In music, note names repeat in the following ascending order of 12 names.

A, A#, B, C, C#, D, D#, E, F, F#, G, G#

The note one step above G# is A, and the note five steps below B is F#. Therefore, moving 12 steps from any note returns to a note with the same name. In this problem, notes with the same name are considered the same regardless of octave.

A guitar has N strings, and each string is tuned to one of the 12 notes above. The sound made by plucking a string without pressing any fret is called that string's open note. If you press fret i and pluck the string, the note becomes i steps higher than the open note. A string whose open note is C# produces E when fret 3 is pressed.

A chord is a set of distinct notes played at the same time. To play a chord, every string must produce one of the notes in the chord, and every note in the chord must be produced by at least one string.

The difficulty of a way to play a chord is determined only by the strings whose frets are pressed.
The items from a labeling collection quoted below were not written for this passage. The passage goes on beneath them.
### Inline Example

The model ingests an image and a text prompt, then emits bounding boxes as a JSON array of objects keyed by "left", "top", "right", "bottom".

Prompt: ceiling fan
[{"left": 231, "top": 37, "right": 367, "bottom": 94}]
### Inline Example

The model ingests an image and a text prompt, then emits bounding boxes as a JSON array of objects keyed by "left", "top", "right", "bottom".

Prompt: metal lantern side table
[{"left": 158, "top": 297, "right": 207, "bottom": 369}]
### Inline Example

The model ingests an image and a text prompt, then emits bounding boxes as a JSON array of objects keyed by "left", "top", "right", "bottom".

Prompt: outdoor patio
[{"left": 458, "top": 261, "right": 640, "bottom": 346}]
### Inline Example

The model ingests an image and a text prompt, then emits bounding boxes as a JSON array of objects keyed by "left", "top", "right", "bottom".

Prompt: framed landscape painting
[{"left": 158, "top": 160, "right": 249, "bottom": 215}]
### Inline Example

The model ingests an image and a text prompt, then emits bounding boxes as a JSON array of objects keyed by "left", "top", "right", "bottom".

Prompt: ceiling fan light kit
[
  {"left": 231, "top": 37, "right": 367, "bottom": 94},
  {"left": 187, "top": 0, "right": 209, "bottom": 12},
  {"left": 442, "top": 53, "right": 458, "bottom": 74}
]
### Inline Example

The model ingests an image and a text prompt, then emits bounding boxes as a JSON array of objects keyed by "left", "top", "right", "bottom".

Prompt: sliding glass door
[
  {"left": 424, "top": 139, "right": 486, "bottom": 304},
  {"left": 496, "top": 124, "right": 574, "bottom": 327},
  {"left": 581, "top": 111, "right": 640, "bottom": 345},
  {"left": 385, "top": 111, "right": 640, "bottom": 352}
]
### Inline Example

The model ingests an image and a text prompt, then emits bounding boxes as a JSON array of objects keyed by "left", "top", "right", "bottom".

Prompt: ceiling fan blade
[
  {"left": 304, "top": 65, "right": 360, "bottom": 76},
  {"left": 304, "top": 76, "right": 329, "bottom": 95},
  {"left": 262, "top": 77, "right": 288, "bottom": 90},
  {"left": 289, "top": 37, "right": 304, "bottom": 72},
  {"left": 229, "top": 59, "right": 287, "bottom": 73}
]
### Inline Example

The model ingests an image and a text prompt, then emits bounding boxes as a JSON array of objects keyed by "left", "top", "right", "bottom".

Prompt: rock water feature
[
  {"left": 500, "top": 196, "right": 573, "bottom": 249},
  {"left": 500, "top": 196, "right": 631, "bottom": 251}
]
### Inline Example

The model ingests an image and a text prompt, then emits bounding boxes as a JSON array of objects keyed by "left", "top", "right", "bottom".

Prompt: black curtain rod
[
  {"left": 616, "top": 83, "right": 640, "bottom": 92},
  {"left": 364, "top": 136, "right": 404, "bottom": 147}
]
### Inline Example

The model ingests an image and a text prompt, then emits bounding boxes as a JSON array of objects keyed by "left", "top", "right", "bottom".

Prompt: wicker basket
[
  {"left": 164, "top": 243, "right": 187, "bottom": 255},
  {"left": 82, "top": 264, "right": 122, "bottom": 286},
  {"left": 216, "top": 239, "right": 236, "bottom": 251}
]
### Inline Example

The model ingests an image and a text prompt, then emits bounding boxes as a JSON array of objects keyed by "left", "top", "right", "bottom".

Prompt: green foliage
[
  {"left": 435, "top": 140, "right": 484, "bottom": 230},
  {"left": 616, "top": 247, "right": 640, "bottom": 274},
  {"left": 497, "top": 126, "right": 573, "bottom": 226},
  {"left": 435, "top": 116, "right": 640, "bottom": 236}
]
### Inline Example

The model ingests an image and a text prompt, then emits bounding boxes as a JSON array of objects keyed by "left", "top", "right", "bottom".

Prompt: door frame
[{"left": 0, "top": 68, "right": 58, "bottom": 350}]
Take the largest pressed fret number, subtract the smallest pressed fret number, and add 1. Open strings are not included in this calculation. If a chord can be played using only open strings, its difficulty is 0.
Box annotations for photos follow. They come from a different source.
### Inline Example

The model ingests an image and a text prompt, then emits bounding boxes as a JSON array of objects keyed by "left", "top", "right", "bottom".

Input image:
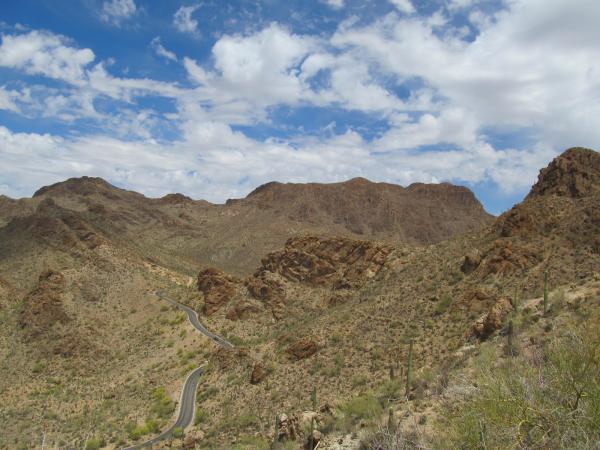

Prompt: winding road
[{"left": 123, "top": 291, "right": 233, "bottom": 450}]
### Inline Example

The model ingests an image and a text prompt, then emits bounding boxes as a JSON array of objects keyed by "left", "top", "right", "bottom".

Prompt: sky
[{"left": 0, "top": 0, "right": 600, "bottom": 214}]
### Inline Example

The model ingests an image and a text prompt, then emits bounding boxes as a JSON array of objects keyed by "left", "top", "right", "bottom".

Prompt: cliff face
[
  {"left": 0, "top": 177, "right": 493, "bottom": 276},
  {"left": 529, "top": 147, "right": 600, "bottom": 198},
  {"left": 238, "top": 178, "right": 492, "bottom": 244}
]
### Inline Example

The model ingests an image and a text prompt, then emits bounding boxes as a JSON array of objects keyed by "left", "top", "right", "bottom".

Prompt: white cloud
[
  {"left": 0, "top": 0, "right": 600, "bottom": 207},
  {"left": 150, "top": 36, "right": 177, "bottom": 61},
  {"left": 0, "top": 86, "right": 20, "bottom": 113},
  {"left": 100, "top": 0, "right": 137, "bottom": 25},
  {"left": 173, "top": 5, "right": 200, "bottom": 34},
  {"left": 0, "top": 31, "right": 94, "bottom": 85},
  {"left": 325, "top": 0, "right": 344, "bottom": 9},
  {"left": 389, "top": 0, "right": 415, "bottom": 14}
]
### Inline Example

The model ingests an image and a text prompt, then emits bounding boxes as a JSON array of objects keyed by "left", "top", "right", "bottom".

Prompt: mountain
[
  {"left": 0, "top": 177, "right": 492, "bottom": 274},
  {"left": 0, "top": 148, "right": 600, "bottom": 448}
]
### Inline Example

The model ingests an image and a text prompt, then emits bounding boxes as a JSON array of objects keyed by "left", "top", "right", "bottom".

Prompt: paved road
[{"left": 123, "top": 291, "right": 233, "bottom": 450}]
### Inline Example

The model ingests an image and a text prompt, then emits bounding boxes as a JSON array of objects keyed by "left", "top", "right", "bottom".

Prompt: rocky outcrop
[
  {"left": 250, "top": 362, "right": 267, "bottom": 384},
  {"left": 158, "top": 193, "right": 194, "bottom": 205},
  {"left": 276, "top": 413, "right": 302, "bottom": 442},
  {"left": 529, "top": 147, "right": 600, "bottom": 197},
  {"left": 225, "top": 300, "right": 260, "bottom": 320},
  {"left": 480, "top": 239, "right": 540, "bottom": 277},
  {"left": 244, "top": 177, "right": 492, "bottom": 243},
  {"left": 197, "top": 267, "right": 236, "bottom": 316},
  {"left": 19, "top": 270, "right": 71, "bottom": 340},
  {"left": 460, "top": 251, "right": 481, "bottom": 275},
  {"left": 472, "top": 297, "right": 513, "bottom": 340},
  {"left": 244, "top": 269, "right": 285, "bottom": 304},
  {"left": 261, "top": 236, "right": 391, "bottom": 289},
  {"left": 286, "top": 338, "right": 319, "bottom": 361}
]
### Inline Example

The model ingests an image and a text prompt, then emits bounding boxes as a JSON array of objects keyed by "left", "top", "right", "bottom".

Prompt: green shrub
[
  {"left": 439, "top": 333, "right": 600, "bottom": 448},
  {"left": 85, "top": 437, "right": 106, "bottom": 450},
  {"left": 339, "top": 393, "right": 383, "bottom": 429},
  {"left": 435, "top": 294, "right": 452, "bottom": 316}
]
Given the number N of guitar strings, the open note of each string, and the M notes in a chord, find the minimum possible difficulty.

The first line contains N and M. N is the number of guitar strings, and M is the number of notes in the chord.

The second line contains N notes, the open notes of the strings. The third line contains M notes, the notes that form the chord.

The chord notes are distinct. Every note in the input is one of the 12 note names listed in the statement.

Print the minimum possible difficulty.

• 1 ≤ M ≤ N ≤ 6

Open strings are ignored when computing difficulty. It can be optimal to let some strings cover chord notes as open strings while choosing pressed frets on the remaining strings so their range is as small as possible. Compare fret numbers using the fact that note names repeat every 12 steps.